Shreyas R Krishnan
Sam Fox School of Design & Visual Arts
Washington University in St.Louis
The mutilation of Surpanakha is a well known plot point in the Hindu epic Ramayana. Cast as a demoness and the female abject in this narrative, Surpanakha serves as a crucial turning point in the larger epic. When her nose and ears are cut off as punishment for perceived sexual transgressions, it sets in motion a chain of events that form the remainder of the Ramayana’s storyline.

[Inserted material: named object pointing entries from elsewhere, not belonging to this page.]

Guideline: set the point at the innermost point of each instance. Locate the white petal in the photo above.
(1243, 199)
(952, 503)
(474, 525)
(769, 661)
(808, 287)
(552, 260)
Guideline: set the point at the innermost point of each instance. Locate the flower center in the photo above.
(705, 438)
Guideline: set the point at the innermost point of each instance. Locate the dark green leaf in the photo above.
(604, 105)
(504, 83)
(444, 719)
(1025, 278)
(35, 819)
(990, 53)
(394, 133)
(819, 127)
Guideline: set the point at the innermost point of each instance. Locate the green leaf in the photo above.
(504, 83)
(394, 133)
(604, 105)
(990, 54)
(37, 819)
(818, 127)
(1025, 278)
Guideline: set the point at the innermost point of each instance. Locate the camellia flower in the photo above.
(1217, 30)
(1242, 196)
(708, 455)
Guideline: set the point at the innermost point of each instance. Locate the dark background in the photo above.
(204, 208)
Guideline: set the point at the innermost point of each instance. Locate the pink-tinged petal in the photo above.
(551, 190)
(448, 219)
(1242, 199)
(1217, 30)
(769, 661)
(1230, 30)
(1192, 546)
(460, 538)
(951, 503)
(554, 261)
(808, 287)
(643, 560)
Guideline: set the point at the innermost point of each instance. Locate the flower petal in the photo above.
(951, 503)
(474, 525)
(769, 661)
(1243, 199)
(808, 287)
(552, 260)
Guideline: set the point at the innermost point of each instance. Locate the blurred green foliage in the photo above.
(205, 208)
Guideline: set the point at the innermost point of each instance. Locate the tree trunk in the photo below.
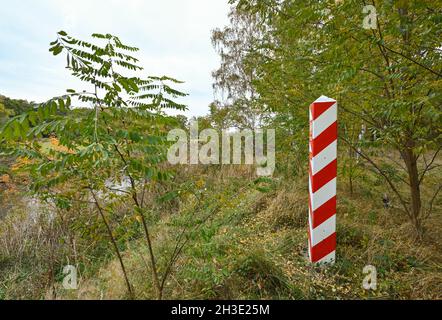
(410, 160)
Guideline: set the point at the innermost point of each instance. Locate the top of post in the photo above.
(324, 99)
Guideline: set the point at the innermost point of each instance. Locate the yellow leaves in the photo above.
(20, 163)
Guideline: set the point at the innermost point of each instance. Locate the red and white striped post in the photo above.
(322, 180)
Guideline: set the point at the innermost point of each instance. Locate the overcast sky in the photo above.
(173, 37)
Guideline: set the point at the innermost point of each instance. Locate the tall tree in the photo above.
(386, 75)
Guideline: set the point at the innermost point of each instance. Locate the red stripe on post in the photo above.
(325, 138)
(319, 108)
(325, 175)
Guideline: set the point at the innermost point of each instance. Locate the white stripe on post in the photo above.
(322, 180)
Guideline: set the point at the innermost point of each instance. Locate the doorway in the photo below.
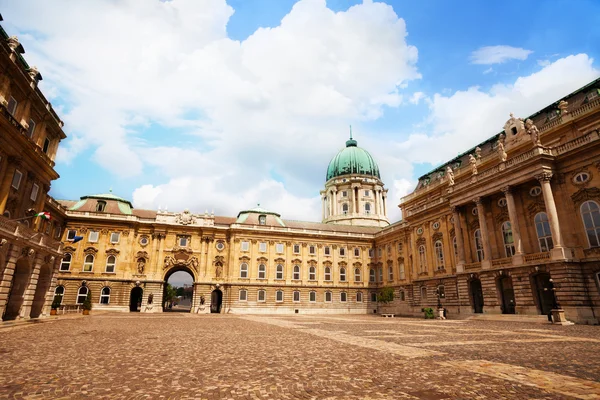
(135, 299)
(507, 294)
(216, 300)
(476, 295)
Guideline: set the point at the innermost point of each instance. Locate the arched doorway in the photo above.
(17, 289)
(135, 299)
(476, 295)
(545, 298)
(41, 291)
(507, 294)
(216, 300)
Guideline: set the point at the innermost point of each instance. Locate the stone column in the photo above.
(460, 262)
(558, 252)
(487, 250)
(514, 224)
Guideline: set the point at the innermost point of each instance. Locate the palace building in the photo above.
(500, 229)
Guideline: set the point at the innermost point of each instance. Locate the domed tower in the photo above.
(354, 193)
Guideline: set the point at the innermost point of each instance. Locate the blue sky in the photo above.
(219, 105)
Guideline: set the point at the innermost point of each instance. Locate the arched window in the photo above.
(65, 264)
(478, 245)
(262, 271)
(111, 262)
(590, 213)
(82, 294)
(297, 272)
(88, 263)
(422, 259)
(542, 228)
(243, 270)
(509, 241)
(105, 295)
(439, 254)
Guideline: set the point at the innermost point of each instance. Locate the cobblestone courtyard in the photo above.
(281, 357)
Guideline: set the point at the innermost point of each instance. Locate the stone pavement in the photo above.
(174, 355)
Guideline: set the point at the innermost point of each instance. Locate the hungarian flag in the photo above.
(43, 215)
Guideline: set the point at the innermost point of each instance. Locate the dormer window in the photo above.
(100, 206)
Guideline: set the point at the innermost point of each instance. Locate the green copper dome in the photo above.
(352, 160)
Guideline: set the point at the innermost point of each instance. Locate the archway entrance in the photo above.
(541, 283)
(17, 289)
(178, 290)
(41, 290)
(476, 295)
(135, 299)
(507, 294)
(216, 300)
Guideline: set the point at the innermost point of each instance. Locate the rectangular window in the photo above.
(93, 237)
(17, 179)
(34, 191)
(114, 237)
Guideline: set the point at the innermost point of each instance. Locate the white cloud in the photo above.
(498, 54)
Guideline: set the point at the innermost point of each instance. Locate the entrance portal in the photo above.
(476, 295)
(216, 299)
(507, 294)
(135, 300)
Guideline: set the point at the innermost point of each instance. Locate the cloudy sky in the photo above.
(222, 104)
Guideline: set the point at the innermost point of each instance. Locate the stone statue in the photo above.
(533, 132)
(450, 175)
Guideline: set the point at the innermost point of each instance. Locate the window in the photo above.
(93, 237)
(422, 259)
(82, 294)
(542, 228)
(261, 295)
(31, 128)
(88, 263)
(509, 241)
(439, 254)
(590, 213)
(105, 295)
(478, 245)
(359, 297)
(115, 236)
(34, 191)
(16, 183)
(357, 275)
(262, 271)
(111, 262)
(65, 264)
(244, 270)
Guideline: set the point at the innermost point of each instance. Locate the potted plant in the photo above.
(87, 304)
(55, 304)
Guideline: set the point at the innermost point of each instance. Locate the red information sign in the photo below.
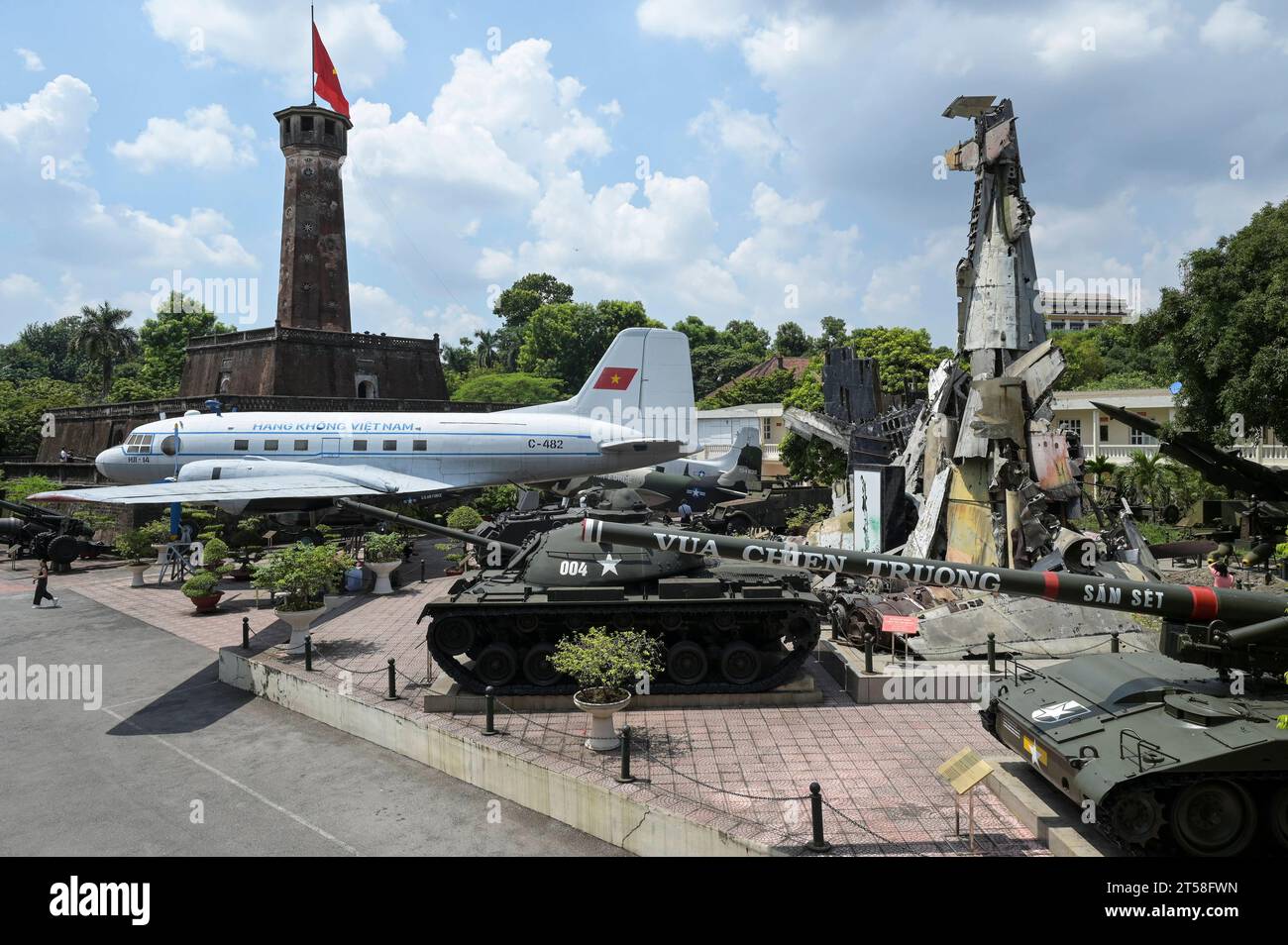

This paper examines visuals of this particular scene as illustrated in comics on the Ramayana story published by Amar Chitra Katha. This examination references existing research on the history of Amar Chitra Katha comics and their representation of women characters, while additionally applying the lenses of gender and film theory in its approach. Three issues of Amar Chitra Katha are first compared for their illustrations and narration of this moment of violence, before moving on to juxtapositions with the same scene in other contemporary long-form illustrated Ramayanas, and with photographer Jodi Bieber’s Time magazine cover image of Aisha Bibi who was similarly mutilated by the Taliban.
By analogizing these visuals of gendered violence, and interrogating the relationship between text and image in each of them, this paper analyzes how Surpanakha’s mutilation is illustrated for public consumption.
This research was presented at the Design Incubation Colloquium 7.3: Florida Atlantic University on Saturday, April 10, 2021.